Structure of Mature Sporophyte:
The mature sporophyte of porella differentiates into three parts, viz., foot, seta and capsule (Fig. 6.26C). The young sporophyte is enclosed by three protective coverings — calyptra, perianth and involucre (Fig. 6.23C and Fig. 6.26C).
It is the expanded bulbous mass of cells at the base of the sporogonium.
It is an elongated structure which connects -the foot with the capsule, made up of parenchymatous cells.

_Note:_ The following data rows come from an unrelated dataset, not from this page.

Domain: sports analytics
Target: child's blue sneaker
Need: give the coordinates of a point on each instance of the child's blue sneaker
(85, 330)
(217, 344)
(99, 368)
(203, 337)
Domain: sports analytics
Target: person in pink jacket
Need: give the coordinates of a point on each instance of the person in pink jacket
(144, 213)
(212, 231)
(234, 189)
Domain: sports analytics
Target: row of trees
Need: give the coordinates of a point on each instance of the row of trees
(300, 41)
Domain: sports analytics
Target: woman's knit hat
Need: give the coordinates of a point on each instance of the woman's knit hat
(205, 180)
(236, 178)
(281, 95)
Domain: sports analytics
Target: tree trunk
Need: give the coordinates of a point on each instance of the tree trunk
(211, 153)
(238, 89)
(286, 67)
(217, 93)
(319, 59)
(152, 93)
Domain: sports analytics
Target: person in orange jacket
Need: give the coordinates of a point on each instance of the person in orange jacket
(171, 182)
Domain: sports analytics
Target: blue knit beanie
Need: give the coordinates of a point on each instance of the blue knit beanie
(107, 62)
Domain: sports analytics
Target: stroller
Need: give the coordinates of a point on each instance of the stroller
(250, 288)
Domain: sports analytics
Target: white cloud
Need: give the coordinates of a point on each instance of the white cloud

It is a globose structure containing numerous spores and elaters. The jacket is 3-4 cells thick, made up of thick-walled parenchymatous cells, except for four vertical rows of thin-walled cells that demarcates the vertical lines of dehiscence.
Dehiscence of Capsule:
At maturity, the seta elongates suddenly, pushing the capsule out of the calyptra and perianth (Fig. 6.26D). As the capsule wall dries up, the capsule now splits into four valves along the line of dehiscence. The hygroscopic movement of elaters help in discharging of spores.
The spore is the first stage of gametophytic generation. A spore has two concentric walls: the outer ornamented exine and the inner thin- walled intine. Sometimes a third layer, called perinium, is found outside the exine.
The spore germinates immediately after the fall on the suitable substratum. It differentiates into an apical cell. Then a multicellular thailoid structure is formed (Fig. 6.27).
The rhizoids develop from the lower side and leaves are produced on the upper side.
The germination of spores may take place while the spores are still within the capsule.
Fig. 6.28 shows the life cycle of Porella.